04 May 2019 19:22 WIB
Oleh : eko

KPSN Desak PSSI Percepat KLB Untuk Memilih Ketua Umum

PULUHAN pemilik suara atau voters PSSI mengaku kecewa dengan agenda Kongres Luar Biasa (KLB) yang diputuskan Komite Eksekutif (Exco), belum lama ini. Oleh karena itu, para voters mendesak PSSI untuk segera menggelar KLB guna memilih ketua umum PSSI yang hingga saat ini, masih kosong.

Sesuai ketetapan Exco, KLB pada 13 Juli 2019 hanya akan menentukan Komite Pemilihan (KP) dan Komite Banding Pemilihan (KBP). Berdasarkan keputusan Exco pula, pemilihan ketua umum PSSI baru akan dilaksanakan pada 20 Januari 2020 melalui Kongres Biasa. Presiden Persijap Jepara Esti Puji Lestari mengatakan, pihaknya berharap proses pemilihan ketua federasi bisa dipercepat. 

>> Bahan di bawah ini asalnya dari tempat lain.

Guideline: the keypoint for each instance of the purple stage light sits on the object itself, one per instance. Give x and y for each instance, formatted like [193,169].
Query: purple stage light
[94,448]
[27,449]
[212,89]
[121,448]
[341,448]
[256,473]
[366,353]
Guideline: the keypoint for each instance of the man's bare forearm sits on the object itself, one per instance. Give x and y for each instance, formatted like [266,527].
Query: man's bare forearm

Alasannya, kondisi induk sepakbola nasional saat ini sudah tidak normal selepas ketua umum Edy Rahmayadi menanggalkan jabatannya, beberapa bulan lalu. "Usulan saya sebagai voters, agar dipercepat dan jangan diundur-undur. Kami menganggap keputusan Exco tidak efektif," ujar Esti usai mengikuti acara Pra-KLB PSSI yang digagas Komite Perubahan Sepakbola Nasional (KPSN) di Jakarta, Sabtu (4/5).

Pihaknya juga ingin berkomunikasi dengan PSSI dan meminta penjelasan mengenai situasi sepakbola nasional hingga kondisi federasi teranyar. Namun, upaya itu selalu gagal lantaran PSSI dinilai selalu menutup diri. Oleh karena itu, para voters PSSI rencananya akan berkumpul kembali di Yogyakarta pada 11 Mei 2019 mendatang dan akan mengundang PSSI. "Kami ingin lihat apakah PSSI mau membuka diri dengan kita atau tidak," ungkap Esti. 

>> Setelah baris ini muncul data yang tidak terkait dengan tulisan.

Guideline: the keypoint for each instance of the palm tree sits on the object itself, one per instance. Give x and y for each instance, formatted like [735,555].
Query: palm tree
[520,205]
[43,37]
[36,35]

Menurut Esti, ada beberapa agenda yang akan dibahas di Yogyakarta nanti, termasuk soal KLB untuk memiilih ketua dan exco. Sementara itu, Ketua KPSN Suhendra Hadikuntono mengemukakan, langkah KPSN memfasilitasi pertemuan para voters mendapat apresiasi cukup bagus. Buktinya, pemilik suara yang hadir mencapai 40 voter. "Semua kami undang, tidak ada perbedaan dan banyak yang datang," terang Suhendra.

Ketua Asprov PSSI Sulawesi Tenggara, Sabaruddin Labamba menambahkan, para voters harus duduk bersama mencari solusi terbaik menyikapi kondisi saat ini. Setelah Edy Rahmayadi mundur, posisinya digantikan Joko Driyono, selaku Pelaksana tugas atau Plt. Namun setelah ia ditangkap polisi akibat kasus penghilangan barang bukti pengaturan skor, posisinya kini diserahkan kepada Iwan Budianto.